Благодаря деятельности разных людей «Арзамас» сделался сложной структурой, — в него пытались внести даже черты тайного политического общества. Но суть его — по линии, которую вел Жуковский, вел буквально — в протоколах. Арзамасские речи и протоколы (кто бы их ни говорил или писал) неизбежно принимали облик, заданный Жуковским, и сливались в единое целое.
Кончалось заседание, все разъезжались по домам. Какие письма писал Жуковский в это «веселое» арзамасское время на родину, видно по ответу Киреевской, по ее долбинскому письму от 23 ноября 1815 года: «Милый брат! Милый друг! Бесценное письмо ваше оживило меня, хотя в нем нет ничего оживительного, — те же желания не того, что у нас есть, та же непривязанность к настоящему, та же пустота, скука, которые до вашей милой души не должны бы сметь дотронуться, — но этот почерк, этот голос дружбы, который слышен и в скуке, и в пустоте, и в шуме, — и возможность счастья невольно воскресла! Авось!.. Бросьте все, милый брат! Приезжайте сюда, ваше место здесь свято!.. Ваши рощи, ваша милая Поэзия ваша прелестная свобода, тишина, вдохновение и верные сердца ваших друзей, здесь все цело, все живет, все вечно! Что это за состояние, для которого вам надобно служить? Что это значит: чем жить? Это и глупо и обидно! Забыли вы, что я хотела все свое продать, бросить, чтобы с вами в 14 году ехать в Швейцарию? Разве вы не знаете, что у нас, слава Богу, есть чем жить... что и тогда бы было, когда б я сама для жизни своими руками работала, и тогда бы вы могли жить со всеми прихотьми, каких бы вам угодно было! А когда бы вы здесь были с нами, я была бы вашим богатством богата; милый друг, неужели мне сказывать вам, что такое для меня любить вас?» Но в какие дни попало это прекрасное письмо в руки Жуковского! В какие дни! Он как раз совершенно был выбит из равновесия, получив письмо Маши из Дерпта, в котором она просит его согласия на ее брак с Мойером! Не сразу он принялся за ответ Маше...

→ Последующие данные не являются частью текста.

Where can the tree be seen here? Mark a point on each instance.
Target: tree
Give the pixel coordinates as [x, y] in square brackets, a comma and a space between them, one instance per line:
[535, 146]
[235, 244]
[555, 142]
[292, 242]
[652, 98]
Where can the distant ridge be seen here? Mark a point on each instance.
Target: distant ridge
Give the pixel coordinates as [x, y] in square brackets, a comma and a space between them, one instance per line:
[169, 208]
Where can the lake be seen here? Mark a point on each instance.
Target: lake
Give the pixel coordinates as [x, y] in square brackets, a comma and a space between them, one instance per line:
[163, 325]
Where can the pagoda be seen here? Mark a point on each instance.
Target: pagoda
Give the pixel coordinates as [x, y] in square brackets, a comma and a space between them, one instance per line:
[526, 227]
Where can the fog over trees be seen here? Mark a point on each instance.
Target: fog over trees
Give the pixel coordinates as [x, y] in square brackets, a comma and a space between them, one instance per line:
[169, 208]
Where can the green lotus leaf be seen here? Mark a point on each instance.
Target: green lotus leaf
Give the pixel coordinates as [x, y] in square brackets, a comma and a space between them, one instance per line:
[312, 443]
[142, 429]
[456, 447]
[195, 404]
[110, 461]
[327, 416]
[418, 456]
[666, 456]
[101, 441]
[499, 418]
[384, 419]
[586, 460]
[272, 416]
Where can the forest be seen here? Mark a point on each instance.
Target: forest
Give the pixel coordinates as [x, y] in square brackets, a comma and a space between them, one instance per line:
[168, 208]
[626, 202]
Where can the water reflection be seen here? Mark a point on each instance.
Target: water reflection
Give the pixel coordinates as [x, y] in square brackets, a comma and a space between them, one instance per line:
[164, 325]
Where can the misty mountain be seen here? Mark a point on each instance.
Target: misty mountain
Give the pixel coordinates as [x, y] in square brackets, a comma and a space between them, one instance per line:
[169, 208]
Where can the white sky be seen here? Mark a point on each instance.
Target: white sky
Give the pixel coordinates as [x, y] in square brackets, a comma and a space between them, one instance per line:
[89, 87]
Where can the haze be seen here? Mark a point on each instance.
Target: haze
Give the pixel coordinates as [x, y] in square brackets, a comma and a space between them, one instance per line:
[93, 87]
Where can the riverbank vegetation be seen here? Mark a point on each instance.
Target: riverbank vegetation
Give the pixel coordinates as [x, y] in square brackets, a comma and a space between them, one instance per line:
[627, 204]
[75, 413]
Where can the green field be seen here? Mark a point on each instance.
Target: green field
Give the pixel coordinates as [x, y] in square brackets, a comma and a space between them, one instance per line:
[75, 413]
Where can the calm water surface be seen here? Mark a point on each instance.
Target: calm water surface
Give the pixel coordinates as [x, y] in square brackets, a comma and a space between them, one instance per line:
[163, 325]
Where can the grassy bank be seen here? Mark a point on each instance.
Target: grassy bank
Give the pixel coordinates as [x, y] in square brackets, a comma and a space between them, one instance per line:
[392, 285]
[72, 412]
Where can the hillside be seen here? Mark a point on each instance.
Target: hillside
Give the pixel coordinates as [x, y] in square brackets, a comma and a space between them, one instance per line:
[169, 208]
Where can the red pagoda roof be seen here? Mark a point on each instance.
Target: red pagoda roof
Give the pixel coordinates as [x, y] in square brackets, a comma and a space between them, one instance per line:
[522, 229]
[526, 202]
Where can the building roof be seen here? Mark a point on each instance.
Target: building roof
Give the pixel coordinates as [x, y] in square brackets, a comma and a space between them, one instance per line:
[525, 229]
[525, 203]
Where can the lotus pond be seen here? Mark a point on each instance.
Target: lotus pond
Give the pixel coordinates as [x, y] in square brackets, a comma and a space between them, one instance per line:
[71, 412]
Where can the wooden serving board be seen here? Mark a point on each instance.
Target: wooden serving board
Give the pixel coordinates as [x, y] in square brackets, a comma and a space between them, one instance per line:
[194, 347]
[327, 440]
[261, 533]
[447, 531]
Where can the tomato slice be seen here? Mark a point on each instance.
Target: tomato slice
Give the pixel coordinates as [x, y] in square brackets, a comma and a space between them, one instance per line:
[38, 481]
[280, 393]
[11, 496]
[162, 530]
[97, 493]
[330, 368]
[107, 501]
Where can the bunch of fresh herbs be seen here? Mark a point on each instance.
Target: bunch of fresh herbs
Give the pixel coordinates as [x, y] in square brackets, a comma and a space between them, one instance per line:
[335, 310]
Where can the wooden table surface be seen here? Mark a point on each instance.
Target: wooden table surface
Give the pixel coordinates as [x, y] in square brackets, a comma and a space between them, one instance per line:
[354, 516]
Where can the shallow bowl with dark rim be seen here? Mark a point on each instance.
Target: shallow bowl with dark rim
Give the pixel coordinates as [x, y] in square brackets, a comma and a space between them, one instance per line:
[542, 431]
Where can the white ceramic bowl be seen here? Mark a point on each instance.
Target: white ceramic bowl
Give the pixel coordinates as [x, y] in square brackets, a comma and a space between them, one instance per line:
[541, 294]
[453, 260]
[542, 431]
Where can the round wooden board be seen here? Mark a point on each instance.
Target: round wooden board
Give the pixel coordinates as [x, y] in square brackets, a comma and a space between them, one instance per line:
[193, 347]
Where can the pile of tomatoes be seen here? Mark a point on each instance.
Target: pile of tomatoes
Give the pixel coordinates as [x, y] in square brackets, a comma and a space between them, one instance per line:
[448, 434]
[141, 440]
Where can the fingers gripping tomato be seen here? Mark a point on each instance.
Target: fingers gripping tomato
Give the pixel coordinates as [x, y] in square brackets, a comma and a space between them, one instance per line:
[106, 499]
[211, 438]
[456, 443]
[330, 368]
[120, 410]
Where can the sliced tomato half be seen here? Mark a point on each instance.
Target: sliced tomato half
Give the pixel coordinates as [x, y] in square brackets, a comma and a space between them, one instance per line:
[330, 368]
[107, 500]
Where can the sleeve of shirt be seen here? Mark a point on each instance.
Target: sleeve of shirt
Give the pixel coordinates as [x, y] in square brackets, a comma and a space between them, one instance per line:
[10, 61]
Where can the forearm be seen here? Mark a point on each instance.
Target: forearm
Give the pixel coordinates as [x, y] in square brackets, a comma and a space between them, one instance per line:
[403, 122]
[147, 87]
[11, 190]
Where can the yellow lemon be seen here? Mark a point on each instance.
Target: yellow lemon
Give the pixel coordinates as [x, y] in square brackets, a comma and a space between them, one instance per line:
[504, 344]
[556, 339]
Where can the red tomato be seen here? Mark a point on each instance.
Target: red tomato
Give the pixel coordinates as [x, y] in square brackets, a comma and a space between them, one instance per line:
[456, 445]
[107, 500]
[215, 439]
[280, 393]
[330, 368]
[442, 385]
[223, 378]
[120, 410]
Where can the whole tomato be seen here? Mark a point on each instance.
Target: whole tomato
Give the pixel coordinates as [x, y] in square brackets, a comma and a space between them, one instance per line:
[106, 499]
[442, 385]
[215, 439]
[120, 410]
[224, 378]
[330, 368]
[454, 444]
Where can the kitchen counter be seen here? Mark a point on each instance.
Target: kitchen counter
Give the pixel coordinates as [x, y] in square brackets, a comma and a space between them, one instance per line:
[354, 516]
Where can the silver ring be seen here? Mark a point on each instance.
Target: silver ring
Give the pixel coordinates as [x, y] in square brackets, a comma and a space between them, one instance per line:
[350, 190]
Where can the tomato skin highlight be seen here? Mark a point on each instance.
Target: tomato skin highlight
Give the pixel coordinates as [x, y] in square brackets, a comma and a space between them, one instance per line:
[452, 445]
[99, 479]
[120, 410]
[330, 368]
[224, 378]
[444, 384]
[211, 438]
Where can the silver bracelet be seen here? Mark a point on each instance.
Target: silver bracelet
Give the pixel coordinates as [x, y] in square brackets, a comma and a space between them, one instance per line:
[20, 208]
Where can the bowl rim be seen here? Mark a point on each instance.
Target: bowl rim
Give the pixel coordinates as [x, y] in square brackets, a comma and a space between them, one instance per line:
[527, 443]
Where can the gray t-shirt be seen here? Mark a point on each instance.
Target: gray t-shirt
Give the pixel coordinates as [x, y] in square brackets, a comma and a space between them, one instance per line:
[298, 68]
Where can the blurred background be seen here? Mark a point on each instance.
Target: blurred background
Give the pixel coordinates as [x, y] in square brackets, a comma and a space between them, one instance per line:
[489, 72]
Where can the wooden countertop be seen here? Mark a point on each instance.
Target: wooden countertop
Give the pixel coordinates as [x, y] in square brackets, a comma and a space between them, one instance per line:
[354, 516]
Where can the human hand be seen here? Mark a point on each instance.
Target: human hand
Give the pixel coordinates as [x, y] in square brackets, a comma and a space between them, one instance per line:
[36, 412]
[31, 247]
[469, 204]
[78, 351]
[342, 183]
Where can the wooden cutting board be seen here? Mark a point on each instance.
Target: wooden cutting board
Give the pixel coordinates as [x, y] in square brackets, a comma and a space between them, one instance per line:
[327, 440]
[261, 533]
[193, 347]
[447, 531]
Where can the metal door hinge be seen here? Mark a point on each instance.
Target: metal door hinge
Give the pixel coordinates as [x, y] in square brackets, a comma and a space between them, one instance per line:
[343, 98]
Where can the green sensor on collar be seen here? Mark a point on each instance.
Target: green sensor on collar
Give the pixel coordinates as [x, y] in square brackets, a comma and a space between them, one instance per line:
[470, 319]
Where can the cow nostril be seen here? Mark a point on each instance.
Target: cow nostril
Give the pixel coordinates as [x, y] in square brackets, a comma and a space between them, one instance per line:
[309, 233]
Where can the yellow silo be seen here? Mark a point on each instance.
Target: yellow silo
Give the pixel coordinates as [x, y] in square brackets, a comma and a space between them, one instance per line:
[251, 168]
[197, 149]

Мойера он знал. Мойер сватался уже к Маше, получил отказ, но остался другом семьи. Подружился с ним и Жуковский. Мойера нельзя было не любить за прекрасную душу. Он был профессор хирургии Дерптского университета, пианист-виртуоз, коротко знакомый с Бетховеном. Еще в сентябре Маша писала о нем Киреевской: «Милый, добрый, благородный Мойер... Он положил себе за правило забывать или не думать о себе там, где дело идет о пользе ближнего, и жертвовать всем другому. И это не слова, а дело... Клиник университетский у него на руках — но как там нельзя содержать беспрестанно более 5 человек, то Мойер нанимает большой дом, куда привозит себе безруких и безногих и лечит на свой счет». Мойер был при Сашиных родинах, а Екатерину Афанасьевну «не вылечил, а спас от ужасной лихорадки», как пишет Маша. Он взялся «с добродушием и простотой» лечить и ее. Екатерина Афанасьевна писала Киреевской о Мойере: «Благородство души его, право, описать нельзя, доверенность и привязанность к Маше — необыкновенные».